Le 25 juin 2024, la commission a déclaré recevable cette demande. Estimant sa situation irrémédiablement compromise, la commission a décidé, le 27 août 2024, l’effacement des dettes par la procédure de rétablissement personnel sans liquidation judiciaire.
Cette décision a été notifiée à Madame [L] [C] par lettre recommandée avec avis de réception signé le 31 août 2024. Par lettre recommandée envoyée le 20 septembre 2024 à la [38], Madame [L] [C] a formé un recours contre la décision de rétablissement personnel dans le dossier de Madame [M] [G].
Cette décision a également été notifiée à Madame [H] [B] par lettre recommandée avec avis de réception signé le 02 septembre 2024. Par lettre recommandée envoyée le 30 septembre 2024 à la [38], Madame [H] [B] a formé un recours contre la décision de rétablissement personnel dans le dossier de Madame [M] [G].
Le 31 juillet 2025, les parties ont été convoquées à l’audience du 26 septembre 2025 à laquelle le dossier a été retenu.
A cette audience, Madame [L] [C] comparait en personne et réitère son recours. Elle soulève la mauvaise foi de la débitrice au motif que celle-ci a été condamnée en raison des circonstances de la cessation du contrat d’assistante maternelle établi entre elles. La créancière explique que la débitrice lui est redevable de salaires impayés et de frais d’huissiers.
Elle explique également qu’une nouvelle condamnation est intervenue par jugement du 14 novembre 2024 en raison du retard dans la délivrance des documents de fin de contrat.
Madame [L] [C] indique être elle-même en surendettement en raison de l’absence de versements de ses salaires l’ayant privé de ressources pendant un an.
Madame [M] [G] n’a pas comparu.
Madame [H] [B] ainsi que les autres créanciers, bien que régulièrement convoqués, ne comparaissent pas et ne formulent aucune observation écrite contradictoire.
La décision a été mise en délibéré à la date du 28 novembre 2025.
MOTIFS DE LA DÉCISION
1- Sur la recevabilité du recours :
Aux termes de l’article R741-1 du code de la consommation, “ Lorsque la commission impose un rétablissement personnel sans liquidation judiciaire, cette décision est notifiée aux parties par lettre recommandée avec demande d’avis de réception.
Cette lettre mentionne les dispositions de l’article L. 741-4. Elle indique que la décision peut être contestée par déclaration remise ou adressée par lettre recommandée avec demande d’avis de réception au secrétariat de la commission dans un délai de trente jours à compter de sa notification. Cette lettre précise que cette déclaration indique les nom, prénoms et adresse de son auteur, la décision contestée ainsi que les motifs de la contestation.
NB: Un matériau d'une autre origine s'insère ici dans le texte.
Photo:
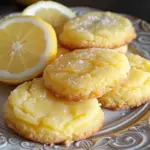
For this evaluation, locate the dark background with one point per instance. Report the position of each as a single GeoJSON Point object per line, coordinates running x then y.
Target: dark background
{"type": "Point", "coordinates": [139, 8]}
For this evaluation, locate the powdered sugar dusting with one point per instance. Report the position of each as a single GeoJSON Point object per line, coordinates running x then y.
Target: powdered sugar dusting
{"type": "Point", "coordinates": [108, 21]}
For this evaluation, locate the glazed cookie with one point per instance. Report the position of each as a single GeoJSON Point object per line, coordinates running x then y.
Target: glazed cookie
{"type": "Point", "coordinates": [35, 114]}
{"type": "Point", "coordinates": [97, 29]}
{"type": "Point", "coordinates": [122, 49]}
{"type": "Point", "coordinates": [135, 91]}
{"type": "Point", "coordinates": [61, 51]}
{"type": "Point", "coordinates": [86, 73]}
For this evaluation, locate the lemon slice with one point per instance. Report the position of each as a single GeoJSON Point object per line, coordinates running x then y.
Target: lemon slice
{"type": "Point", "coordinates": [27, 45]}
{"type": "Point", "coordinates": [54, 13]}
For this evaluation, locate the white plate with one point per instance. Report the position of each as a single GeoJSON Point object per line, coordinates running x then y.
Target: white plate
{"type": "Point", "coordinates": [123, 130]}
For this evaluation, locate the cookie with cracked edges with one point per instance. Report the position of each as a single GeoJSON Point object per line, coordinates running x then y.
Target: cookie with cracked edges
{"type": "Point", "coordinates": [86, 73]}
{"type": "Point", "coordinates": [97, 29]}
{"type": "Point", "coordinates": [135, 91]}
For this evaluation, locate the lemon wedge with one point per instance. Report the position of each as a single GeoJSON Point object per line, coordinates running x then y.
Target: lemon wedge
{"type": "Point", "coordinates": [54, 13]}
{"type": "Point", "coordinates": [27, 45]}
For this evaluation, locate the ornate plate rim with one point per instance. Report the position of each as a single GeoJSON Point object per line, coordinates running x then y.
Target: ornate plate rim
{"type": "Point", "coordinates": [133, 137]}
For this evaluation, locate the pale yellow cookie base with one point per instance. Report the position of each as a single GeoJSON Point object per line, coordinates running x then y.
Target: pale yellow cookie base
{"type": "Point", "coordinates": [86, 74]}
{"type": "Point", "coordinates": [89, 30]}
{"type": "Point", "coordinates": [34, 113]}
{"type": "Point", "coordinates": [122, 49]}
{"type": "Point", "coordinates": [135, 91]}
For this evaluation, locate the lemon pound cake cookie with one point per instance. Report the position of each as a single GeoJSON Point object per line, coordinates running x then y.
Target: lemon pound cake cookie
{"type": "Point", "coordinates": [34, 113]}
{"type": "Point", "coordinates": [86, 73]}
{"type": "Point", "coordinates": [135, 91]}
{"type": "Point", "coordinates": [97, 29]}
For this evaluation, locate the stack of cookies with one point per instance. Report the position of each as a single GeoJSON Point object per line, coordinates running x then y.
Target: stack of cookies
{"type": "Point", "coordinates": [63, 105]}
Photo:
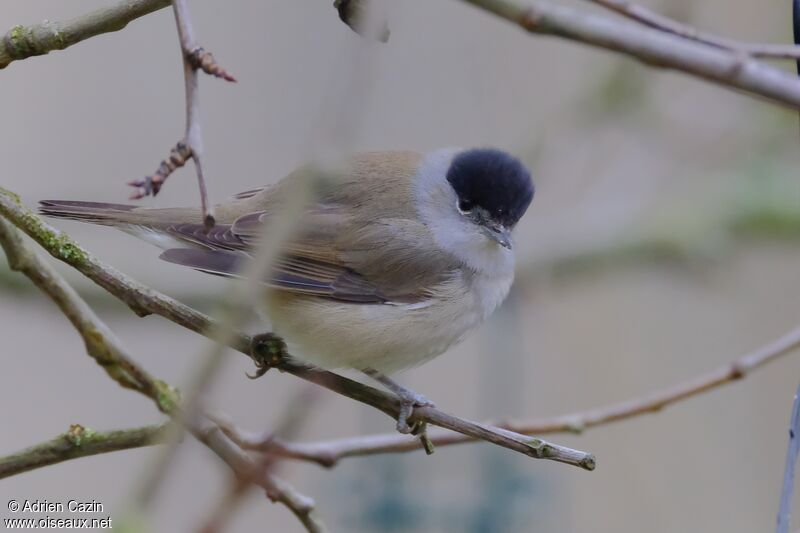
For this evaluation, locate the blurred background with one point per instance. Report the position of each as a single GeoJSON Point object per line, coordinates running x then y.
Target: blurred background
{"type": "Point", "coordinates": [662, 242]}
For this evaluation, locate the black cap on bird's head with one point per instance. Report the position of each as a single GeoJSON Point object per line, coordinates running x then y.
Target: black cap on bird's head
{"type": "Point", "coordinates": [493, 188]}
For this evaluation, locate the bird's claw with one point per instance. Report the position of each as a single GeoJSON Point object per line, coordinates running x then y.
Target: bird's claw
{"type": "Point", "coordinates": [267, 351]}
{"type": "Point", "coordinates": [408, 401]}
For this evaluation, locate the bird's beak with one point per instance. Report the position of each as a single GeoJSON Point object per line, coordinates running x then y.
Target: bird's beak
{"type": "Point", "coordinates": [498, 233]}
La déclaration est signée par son auteur.”
En l’espèce, la commission a imposé des mesures qu’elle a notifiées le 31 août 2024 à Madame [L] [C]. La contestation a été envoyée le 20 septembre 2024 à la [38].
Au regard du délai de 30 jours prévu par les dispositions susvisées, il y donc lieu de déclarer recevable la contestation formulée par Madame [L] [C].
2- Sur le bien-fondé du recours
Sur la bonne foi
L’article L741-4 du code de la consommation dispose qu'« Une partie peut contester devant le juge des contentieux de la protection, dans un délai fixé par décret, le rétablissement personnel sans liquidation judiciaire imposé par la commission. ».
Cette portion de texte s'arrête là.